Reputation: 3845
This is about topological sorting dependent tasks for optimal scheduling. Suppose we have 4 tasks: A,B,C and a forth one D which depends on the other three. We can display that in a dependency graph like follows:
*---> A
/
D -----> B
\
*---> C
If we want to process all the tasks, we can do a topological sort which yields for example A,B,C,D or any other order where D comes last. If we have a single worker, it can process tasks according to that ordering.
Now let's say we have two workers W1 and W2. Now a possible scheduling policy could be: "If there is a task without dependencies process it. Otherwise wait until any task finished and check again".
For example: W1 pulls A. W2 pulls B. W1 finishes and pulls C. W2 finishes and waits. W1 finishes and pulls D.
As we can see, one of the workers must wait at some time and in general we cannot do much against it.
However
if we assign runtime estimations to the tasks we can optimize the global runtime. Let's say the tasks get the following time estimations:
*---> A (5s)
/
D (2s) -----> B (10s)
\
*---> C (5s)
Obviously it would be suboptimal if one worker starts task A and the other starts task C. They would be finishing almost at the same time and one of them would have to wait until the other one finished the long running task B.
Much better would be a policy where W1 starts task B and W2 processes A and C in the meantime. This decreases the estimated total processing time from 17s to 12s.
Such a policy could be formulated like: "Take all the tasks without pending dependencies and process the one with the longest path to the graph root. If there is no task without pending dependencies, wait."

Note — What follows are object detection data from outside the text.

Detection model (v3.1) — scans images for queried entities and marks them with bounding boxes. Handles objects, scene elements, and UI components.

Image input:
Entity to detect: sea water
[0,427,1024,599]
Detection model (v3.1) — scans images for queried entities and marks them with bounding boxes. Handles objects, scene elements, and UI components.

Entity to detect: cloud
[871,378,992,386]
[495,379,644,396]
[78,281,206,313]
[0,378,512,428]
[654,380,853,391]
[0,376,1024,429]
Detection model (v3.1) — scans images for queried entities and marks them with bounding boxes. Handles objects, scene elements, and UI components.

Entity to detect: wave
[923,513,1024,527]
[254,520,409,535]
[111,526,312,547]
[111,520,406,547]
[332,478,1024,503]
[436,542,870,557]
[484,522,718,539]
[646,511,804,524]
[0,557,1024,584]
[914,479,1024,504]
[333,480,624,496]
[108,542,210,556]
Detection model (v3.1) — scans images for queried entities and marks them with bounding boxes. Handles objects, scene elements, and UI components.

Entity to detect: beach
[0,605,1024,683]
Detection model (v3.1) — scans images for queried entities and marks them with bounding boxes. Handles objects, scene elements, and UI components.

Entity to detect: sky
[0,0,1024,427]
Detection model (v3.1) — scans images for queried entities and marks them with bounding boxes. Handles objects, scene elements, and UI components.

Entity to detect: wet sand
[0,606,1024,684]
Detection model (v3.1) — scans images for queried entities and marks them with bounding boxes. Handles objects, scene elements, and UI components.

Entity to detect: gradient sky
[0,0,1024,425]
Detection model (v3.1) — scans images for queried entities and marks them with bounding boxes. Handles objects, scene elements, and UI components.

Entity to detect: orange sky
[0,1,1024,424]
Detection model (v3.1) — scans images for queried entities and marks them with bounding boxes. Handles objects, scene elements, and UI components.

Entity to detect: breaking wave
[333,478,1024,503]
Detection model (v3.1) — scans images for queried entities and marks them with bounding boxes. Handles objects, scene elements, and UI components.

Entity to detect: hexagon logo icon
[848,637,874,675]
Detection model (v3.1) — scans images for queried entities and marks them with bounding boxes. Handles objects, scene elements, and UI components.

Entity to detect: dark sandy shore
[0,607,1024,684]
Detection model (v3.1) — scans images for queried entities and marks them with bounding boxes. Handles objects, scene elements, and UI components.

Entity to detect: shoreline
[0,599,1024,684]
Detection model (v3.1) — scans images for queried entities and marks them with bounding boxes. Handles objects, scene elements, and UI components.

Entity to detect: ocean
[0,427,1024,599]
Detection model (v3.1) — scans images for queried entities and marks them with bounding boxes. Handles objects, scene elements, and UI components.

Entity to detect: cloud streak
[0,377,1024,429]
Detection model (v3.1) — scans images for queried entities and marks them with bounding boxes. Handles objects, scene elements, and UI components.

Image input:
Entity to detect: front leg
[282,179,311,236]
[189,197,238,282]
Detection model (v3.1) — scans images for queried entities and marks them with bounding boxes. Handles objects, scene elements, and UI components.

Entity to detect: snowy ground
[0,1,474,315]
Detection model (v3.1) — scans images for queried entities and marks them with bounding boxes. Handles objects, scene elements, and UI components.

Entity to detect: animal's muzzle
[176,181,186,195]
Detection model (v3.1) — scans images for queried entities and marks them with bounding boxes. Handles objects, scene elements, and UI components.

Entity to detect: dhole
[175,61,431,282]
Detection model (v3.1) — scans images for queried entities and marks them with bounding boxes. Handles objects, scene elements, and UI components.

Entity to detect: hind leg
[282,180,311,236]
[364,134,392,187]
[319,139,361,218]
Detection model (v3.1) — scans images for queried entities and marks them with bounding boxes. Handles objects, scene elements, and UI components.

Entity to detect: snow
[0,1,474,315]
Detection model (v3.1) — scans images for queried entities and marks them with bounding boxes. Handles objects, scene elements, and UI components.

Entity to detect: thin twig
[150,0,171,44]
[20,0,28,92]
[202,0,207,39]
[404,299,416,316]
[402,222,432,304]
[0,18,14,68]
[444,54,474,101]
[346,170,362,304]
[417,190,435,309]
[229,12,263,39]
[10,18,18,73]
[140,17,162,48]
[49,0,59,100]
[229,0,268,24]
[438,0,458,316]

That means we assign each task a priority P which is the sum of all nodes to the root* of the dependency tree and start with the highest priorities.
P(A) = 5s + 2s = 7s
P(B) = 10s + 2s = 12s
P(C) = 5s + 2s = 7s
Now my questions
*
The algorithm also works for graphs with cross dependencies like:
*---> A (12s)
/
D (2s) -----> B (10s) -*----> X (5s)
\ \
*---> C (5s) ---*--> Y (6s)
The priorities are the maximum of the runtimes of all paths:
P(A) = 12s + 2s = 14s
P(X) = 5s + 10s + 2s = 17s
P(Y) = 6s + 10s + 2s = 18s (and not the runtime of the "shorter" path over C)
Upvotes: 1
Views: 224
Reputation: 3615
This is a job scheduling problem. Finding the optimal schedule (that minimizes the makespan) is NP-hard, even when there are no dependencies, by reduction from the partition problem. See https://en.wikipedia.org/wiki/Identical-machines_scheduling.
If you want the optimal solution, you can express this as an instance of integer linear programming and solve it with an ILP solver, but in the worst case this could take exponential time.
Upvotes: 1